Uitgebreid hypertrofisch litteken

Een hypertrofisch litteken in een uitgebreid gebied: het litteken strekt zich uit over een uitgebreid oppervlak, vaak over meerdere lichaamsdelen, bijvoorbeeld na een uitgebreide brandwond.

F4

Recidief

Een keloïd of hypertrofisch litteken dat na conservatieve behandeling met goede reactie van tenminste drie maanden of na chirurgische behandeling weer terugkomt in vergelijkbare mate of wederom in een grootte die langdurige behandeling indiceert.

Therapieresistentie

Een keloïd of hypertrofisch litteken dat niet of onvoldoende reageert op behandeling of recidiveert.

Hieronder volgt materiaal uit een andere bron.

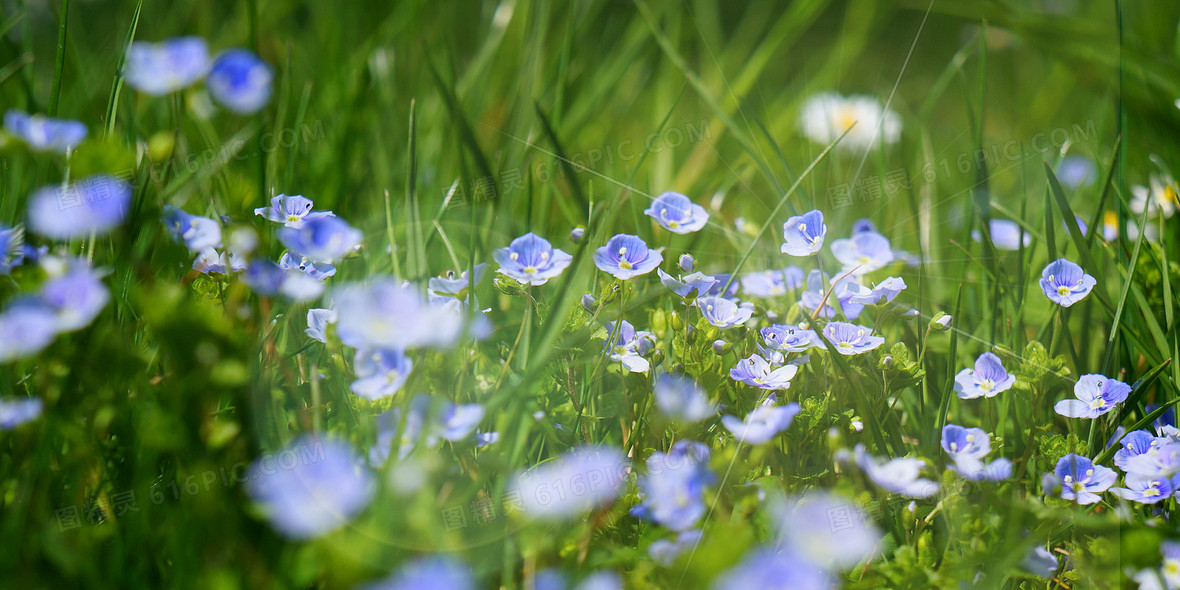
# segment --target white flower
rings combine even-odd
[[[808,139],[826,145],[849,127],[852,130],[837,145],[845,151],[865,151],[882,142],[892,145],[901,137],[901,117],[875,97],[821,92],[803,103],[799,128]]]
[[[1168,174],[1152,174],[1148,177],[1147,184],[1148,186],[1131,187],[1131,211],[1135,215],[1143,215],[1143,210],[1147,209],[1148,217],[1163,213],[1165,218],[1170,218],[1180,205],[1176,181]]]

Expertisecentrum voor littekens en keloïden

Een expertisecentrum voor littekens en keloïden moet aan de volgende voorwaarden voldoen:

  • Het expertisecentrum bevindt zich in een ziekenhuis of behandelcentrum dat beschikt over een multidisciplinair netwerk rondom patiënten met keloïd of hypertrofisch litteken met plastisch chirurg, dermatoloog en radiotherapeut oncoloog. Dit kan aangevuld worden met een huidtherapeut en/of wondverpleegkundige en/of verpleegkundig specialist en/of medisch instrumentenmaker.
  • Er is een regulier gespecialiseerd spreekuur van een plastisch chirurg of dermatoloog, voor patiënten met keloïd en littekenhypertrofie.
  • Er zijn zorgpaden ingericht voor patiënten met keloïd en littekenhypertrofie.
  • Het beschikt over een standard operation procedure (SOP) voor de diagnostiek en behandeling van keloïd en littekenhypertrofie.